- DVD cover image
- Directed by: Ron Teachworth
- Written by: Ron Teachworth
- Produced by: Ron Teachworth Jill Teachworth
- Starring: Bruce Campbell Christopher Howe Perry Mallette Susan Waderlow Yamasaki
- Cinematography: John Prusak
- Edited by: Christa Kindt Wayne Wahrman
- Music by: Denny Brown
- Production company: R S T Productions
- Distributed by: Bifrost Distribution (DVD)
- Release date: 1983;
- Running time: 79 minutes
- Country: United States
- Language: English

= Going Back (film) =

Going Back is a 1983 American independent drama film written and directed by Ron Teachworth and starring Bruce Campbell and Christopher Howe. It was Campbell's second feature film, produced shortly after The Evil Dead.

The film had been extremely rare to acquire for a number of years, due to contract disputes between the director, producer, and the bankrupt original distributor. It was finally re-released on DVD in October 2006. The DVD release features an additional audio commentary track by Campbell, director Teachworth and cinematographer John Prusak.

== Plot ==
In 1964, two high school friends, Brice (Campbell) and Cleveland (Howe), leave their suburban neighborhood near Detroit, Michigan to hitch-hike their way to the countryside before going off to college.
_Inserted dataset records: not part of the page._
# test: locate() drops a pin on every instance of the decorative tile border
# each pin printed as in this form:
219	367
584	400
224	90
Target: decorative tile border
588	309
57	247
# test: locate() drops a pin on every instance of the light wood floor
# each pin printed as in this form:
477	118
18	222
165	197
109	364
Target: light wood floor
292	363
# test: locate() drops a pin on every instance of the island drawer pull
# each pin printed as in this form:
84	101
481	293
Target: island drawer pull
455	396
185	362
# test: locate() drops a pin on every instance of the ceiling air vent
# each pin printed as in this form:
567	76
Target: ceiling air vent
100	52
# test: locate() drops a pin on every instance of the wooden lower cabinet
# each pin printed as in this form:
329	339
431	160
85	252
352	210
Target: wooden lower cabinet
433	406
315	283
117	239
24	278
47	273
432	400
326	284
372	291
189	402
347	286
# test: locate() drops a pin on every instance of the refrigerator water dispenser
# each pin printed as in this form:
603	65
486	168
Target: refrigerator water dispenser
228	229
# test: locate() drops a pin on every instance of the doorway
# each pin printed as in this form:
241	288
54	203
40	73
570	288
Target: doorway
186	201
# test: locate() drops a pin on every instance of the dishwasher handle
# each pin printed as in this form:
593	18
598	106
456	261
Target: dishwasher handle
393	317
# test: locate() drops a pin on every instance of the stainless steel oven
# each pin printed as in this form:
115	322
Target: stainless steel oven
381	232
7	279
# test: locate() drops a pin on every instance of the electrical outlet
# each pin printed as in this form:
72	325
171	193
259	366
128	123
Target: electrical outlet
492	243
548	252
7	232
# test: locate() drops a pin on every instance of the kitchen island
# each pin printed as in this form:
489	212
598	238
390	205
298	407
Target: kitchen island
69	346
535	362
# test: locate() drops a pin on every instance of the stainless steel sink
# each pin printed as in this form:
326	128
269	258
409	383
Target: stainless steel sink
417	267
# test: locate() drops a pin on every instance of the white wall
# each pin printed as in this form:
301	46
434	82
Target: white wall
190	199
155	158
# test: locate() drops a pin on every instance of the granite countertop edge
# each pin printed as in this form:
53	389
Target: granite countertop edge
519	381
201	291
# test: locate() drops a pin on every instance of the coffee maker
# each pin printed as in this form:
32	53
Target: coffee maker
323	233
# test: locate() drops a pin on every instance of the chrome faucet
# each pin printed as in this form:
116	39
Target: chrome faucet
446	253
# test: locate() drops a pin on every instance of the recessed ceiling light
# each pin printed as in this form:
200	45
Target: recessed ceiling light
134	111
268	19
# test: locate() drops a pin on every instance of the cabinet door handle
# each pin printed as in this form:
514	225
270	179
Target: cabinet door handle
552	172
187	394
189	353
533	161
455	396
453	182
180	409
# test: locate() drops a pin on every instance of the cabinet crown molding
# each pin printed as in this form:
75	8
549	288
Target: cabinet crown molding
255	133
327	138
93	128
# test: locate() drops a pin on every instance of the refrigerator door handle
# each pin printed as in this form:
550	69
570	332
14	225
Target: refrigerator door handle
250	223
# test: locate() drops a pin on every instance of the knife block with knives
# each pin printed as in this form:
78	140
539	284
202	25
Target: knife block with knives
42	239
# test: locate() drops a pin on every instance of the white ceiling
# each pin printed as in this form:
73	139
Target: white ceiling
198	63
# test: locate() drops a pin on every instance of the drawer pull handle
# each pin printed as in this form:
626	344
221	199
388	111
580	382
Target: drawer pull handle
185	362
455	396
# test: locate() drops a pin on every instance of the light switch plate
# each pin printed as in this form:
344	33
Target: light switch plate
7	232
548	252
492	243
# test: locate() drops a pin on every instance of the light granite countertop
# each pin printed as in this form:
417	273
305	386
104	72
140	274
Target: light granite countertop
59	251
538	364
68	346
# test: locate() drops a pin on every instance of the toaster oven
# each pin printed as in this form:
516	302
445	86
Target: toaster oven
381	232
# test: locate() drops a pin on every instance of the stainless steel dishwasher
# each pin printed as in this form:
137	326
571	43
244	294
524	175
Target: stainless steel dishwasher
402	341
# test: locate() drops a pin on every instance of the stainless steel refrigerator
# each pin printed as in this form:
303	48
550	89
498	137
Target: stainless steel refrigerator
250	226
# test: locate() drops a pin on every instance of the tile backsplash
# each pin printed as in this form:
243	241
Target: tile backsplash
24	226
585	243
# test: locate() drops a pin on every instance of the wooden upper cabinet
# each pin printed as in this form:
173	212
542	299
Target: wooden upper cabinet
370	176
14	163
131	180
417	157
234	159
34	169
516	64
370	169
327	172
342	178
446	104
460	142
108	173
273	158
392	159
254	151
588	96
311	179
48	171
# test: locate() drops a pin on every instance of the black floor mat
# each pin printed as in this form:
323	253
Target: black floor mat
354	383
They are befriended by a lonely farmer, Jack Bodell (Perry Mallette), who offers them a place to stay. As days pass, Cleveland helps Jack around the farm and finds in him the father figure he lacks, while Brice falls in love with a local girl named Cindy (Susan Waderlow-Yamasaki). Four years later, Brice and Cleveland meet up in their senior year of college and decide to "go back" to Jack's farm, where they find much has changed in just a few years.

== Cast ==

| Actor | Character |
|---|---|
| Bruce Campbell | Brice Chapman |
| Christopher Howe | Cleveland "Clee" Neal |
| Perry Mallette | Jack Bodell |
| Susan Waderlow-Yamasaki | Cindy |
| Vern Teachworth | Cindy's Father |

== Production ==
The movie was filmed in Cass City, Michigan, Rochester Hills, Michigan, and parts of Tennessee.

Several of the stories told in the movie by the Brice and Jack characters actually happened to director Ron Teachworth.

The woman kissing her son Cleveland good-bye (at the beginning of the film) is played by the actor's real mother, Noralee Howe.

== Reception ==
Going Back received mixed reviews from critics and audiences. Susan Leighton of 1428elm.com gave some praise, stating, "Going Back is a sheer delight for anyone who has enjoyed Bruce Campbell’s works throughout the years. In his second film, you start to see flashes of the actor that he would become. In this performance, he is less stilted and more natural. There is an ease to him which makes his effort as Brice believable." MaryAnn Johanson of FlickFilosopher.com was more critical ("it’s just a little too like a shorthand version of the things it wants to say...about how young people see the world through a gauze of idealism"), but she did praise the cinematography of John Prusak (who would later serve as cinematographer for Michael Moore's Roger & Me).